Migrating from Logstash

Data Prepper supports Logstash configuration files for a limited set of plugins. Simply use the logstash config to run Data Prepper.

  1. docker run --name data-prepper \
  2. -v /full/path/to/logstash.conf:/usr/share/data-prepper/pipelines.conf \
  3. opensearchproject/opensearch-data-prepper:latest

This feature is limited by feature parity of Data Prepper. As of Data Prepper 1.2 release, the following plugins from the Logstash configuration are supported:

  • HTTP Input plugin
  • Grok Filter plugin
  • Elasticsearch Output plugin
  • Amazon Elasticsearch Output plugin

Configure the Data Prepper server

Data Prepper itself provides administrative HTTP endpoints such as /list to list pipelines and /metrics/prometheus to provide Prometheus-compatible metrics data. The port that has these endpoints has a TLS configuration and is specified by a separate YAML file. By default, these endpoints are secured by Data Prepper docker images. We strongly recommend providing your own configuration file for securing production environments.
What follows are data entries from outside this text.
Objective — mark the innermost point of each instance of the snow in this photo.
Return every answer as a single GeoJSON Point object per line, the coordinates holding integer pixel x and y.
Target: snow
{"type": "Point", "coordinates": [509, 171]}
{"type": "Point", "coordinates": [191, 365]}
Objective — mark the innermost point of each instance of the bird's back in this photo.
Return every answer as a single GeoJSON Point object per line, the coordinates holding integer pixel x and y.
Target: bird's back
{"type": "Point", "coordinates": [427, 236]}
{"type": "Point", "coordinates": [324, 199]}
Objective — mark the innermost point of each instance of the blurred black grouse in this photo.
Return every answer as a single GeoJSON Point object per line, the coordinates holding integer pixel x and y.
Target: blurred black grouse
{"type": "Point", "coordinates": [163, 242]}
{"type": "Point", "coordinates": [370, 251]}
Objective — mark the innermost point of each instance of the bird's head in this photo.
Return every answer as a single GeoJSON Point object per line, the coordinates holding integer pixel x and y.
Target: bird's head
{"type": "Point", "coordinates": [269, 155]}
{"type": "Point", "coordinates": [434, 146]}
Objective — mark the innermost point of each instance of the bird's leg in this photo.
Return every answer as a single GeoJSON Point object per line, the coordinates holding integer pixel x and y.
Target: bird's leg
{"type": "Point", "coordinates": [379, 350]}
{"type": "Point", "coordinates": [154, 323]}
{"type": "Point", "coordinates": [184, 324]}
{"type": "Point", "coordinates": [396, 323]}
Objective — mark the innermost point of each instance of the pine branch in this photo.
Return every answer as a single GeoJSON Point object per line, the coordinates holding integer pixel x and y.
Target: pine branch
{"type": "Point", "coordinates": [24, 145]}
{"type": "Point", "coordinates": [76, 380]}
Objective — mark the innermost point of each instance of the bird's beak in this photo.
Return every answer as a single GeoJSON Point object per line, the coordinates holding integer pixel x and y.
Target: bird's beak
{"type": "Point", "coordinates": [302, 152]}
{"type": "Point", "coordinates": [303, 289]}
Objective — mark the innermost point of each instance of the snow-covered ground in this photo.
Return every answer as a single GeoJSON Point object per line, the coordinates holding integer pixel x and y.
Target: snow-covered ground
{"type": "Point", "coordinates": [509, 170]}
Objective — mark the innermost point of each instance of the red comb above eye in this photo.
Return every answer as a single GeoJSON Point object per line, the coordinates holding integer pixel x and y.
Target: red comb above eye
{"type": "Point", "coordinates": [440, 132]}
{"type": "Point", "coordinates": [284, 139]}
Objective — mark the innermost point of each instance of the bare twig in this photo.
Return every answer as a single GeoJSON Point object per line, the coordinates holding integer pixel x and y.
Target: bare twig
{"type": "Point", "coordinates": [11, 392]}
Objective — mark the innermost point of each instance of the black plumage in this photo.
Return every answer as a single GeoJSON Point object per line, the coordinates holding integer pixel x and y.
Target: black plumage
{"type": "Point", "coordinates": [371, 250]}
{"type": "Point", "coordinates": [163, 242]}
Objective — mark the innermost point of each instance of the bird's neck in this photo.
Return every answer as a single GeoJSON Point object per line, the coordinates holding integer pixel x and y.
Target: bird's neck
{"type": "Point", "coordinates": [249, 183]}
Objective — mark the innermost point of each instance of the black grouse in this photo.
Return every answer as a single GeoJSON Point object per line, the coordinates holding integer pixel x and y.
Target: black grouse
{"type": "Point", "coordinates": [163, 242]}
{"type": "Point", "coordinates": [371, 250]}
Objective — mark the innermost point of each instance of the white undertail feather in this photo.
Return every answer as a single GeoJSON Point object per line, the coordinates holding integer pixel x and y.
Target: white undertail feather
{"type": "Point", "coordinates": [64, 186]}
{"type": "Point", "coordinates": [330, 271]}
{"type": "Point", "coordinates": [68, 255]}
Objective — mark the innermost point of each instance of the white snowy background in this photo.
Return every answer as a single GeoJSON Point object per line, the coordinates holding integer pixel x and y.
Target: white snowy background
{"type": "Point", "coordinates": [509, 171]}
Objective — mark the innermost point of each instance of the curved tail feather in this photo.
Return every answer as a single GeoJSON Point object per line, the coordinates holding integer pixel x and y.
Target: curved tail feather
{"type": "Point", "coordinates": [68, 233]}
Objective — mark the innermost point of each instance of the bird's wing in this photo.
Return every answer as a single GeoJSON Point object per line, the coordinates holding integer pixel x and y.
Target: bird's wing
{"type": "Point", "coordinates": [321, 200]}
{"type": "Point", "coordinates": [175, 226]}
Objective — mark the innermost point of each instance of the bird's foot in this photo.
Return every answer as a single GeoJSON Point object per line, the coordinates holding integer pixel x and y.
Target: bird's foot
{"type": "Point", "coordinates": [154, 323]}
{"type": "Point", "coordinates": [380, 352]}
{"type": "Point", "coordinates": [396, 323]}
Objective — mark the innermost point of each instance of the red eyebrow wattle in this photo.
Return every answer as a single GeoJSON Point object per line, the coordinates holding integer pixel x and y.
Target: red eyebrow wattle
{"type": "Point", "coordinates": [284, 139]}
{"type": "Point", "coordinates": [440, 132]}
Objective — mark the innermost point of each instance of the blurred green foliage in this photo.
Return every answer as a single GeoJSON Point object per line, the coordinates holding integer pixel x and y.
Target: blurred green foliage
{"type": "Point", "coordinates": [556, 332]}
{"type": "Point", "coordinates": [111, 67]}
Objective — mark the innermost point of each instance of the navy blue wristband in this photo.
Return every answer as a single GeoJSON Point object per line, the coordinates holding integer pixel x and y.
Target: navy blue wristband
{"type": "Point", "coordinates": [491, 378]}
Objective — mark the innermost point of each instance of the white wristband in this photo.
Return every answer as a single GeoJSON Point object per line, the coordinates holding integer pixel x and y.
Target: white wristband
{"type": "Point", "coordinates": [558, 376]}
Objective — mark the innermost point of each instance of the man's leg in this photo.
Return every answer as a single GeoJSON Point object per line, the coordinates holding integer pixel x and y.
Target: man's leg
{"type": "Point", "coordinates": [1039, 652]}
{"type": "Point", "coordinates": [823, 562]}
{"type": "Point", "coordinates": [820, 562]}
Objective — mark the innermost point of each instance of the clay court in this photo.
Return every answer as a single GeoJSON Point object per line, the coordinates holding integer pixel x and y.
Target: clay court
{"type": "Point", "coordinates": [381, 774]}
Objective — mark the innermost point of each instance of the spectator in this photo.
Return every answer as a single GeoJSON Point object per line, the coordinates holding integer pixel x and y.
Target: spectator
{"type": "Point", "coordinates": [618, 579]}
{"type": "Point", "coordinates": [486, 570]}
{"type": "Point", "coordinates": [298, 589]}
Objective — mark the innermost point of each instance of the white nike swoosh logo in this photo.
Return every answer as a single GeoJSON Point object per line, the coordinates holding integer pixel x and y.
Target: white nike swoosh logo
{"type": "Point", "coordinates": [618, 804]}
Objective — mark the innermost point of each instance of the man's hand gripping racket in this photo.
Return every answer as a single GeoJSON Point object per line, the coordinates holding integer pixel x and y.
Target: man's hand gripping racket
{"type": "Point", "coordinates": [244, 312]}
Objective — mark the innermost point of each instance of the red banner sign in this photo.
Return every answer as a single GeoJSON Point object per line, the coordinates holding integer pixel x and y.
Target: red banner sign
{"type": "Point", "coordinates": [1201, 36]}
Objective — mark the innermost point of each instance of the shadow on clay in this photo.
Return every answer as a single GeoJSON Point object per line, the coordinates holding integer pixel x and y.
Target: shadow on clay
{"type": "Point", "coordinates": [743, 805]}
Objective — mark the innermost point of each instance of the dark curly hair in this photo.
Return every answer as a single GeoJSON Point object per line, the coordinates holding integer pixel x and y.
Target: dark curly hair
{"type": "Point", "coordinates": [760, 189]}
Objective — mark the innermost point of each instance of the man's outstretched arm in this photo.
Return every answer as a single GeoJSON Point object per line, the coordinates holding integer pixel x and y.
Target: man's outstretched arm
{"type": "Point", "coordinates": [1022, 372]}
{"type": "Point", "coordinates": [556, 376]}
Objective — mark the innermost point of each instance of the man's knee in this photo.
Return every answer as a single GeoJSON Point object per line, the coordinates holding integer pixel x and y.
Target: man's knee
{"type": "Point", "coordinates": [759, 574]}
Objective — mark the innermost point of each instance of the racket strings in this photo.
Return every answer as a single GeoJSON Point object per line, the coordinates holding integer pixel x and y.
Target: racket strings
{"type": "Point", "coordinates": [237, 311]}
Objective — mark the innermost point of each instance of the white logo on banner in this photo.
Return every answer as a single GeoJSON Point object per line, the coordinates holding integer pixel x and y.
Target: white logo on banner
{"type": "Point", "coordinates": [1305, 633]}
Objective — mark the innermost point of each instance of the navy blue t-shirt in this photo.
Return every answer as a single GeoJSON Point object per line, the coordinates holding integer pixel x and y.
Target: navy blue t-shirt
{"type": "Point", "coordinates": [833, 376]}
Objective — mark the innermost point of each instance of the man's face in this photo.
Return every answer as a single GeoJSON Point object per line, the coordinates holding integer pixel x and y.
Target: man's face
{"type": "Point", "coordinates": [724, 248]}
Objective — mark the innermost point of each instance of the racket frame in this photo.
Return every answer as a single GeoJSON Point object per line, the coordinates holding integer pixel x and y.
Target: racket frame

Here is an example data-prepper-config.yaml:

  1. ssl: true
  2. keyStoreFilePath: "/usr/share/data-prepper/keystore.jks"
  3. keyStorePassword: "password"
  4. privateKeyPassword: "other_password"
  5. serverPort: 1234

To configure the Data Prepper server, run Data Prepper with the additional yaml file.

  1. docker run --name data-prepper -v /full/path/to/pipelines.yaml:/usr/share/data-prepper/pipelines.yaml \
  2. /full/path/to/data-prepper-config.yaml:/usr/share/data-prepper/data-prepper-config.yaml \
  3. opensearchproject/data-prepper:latest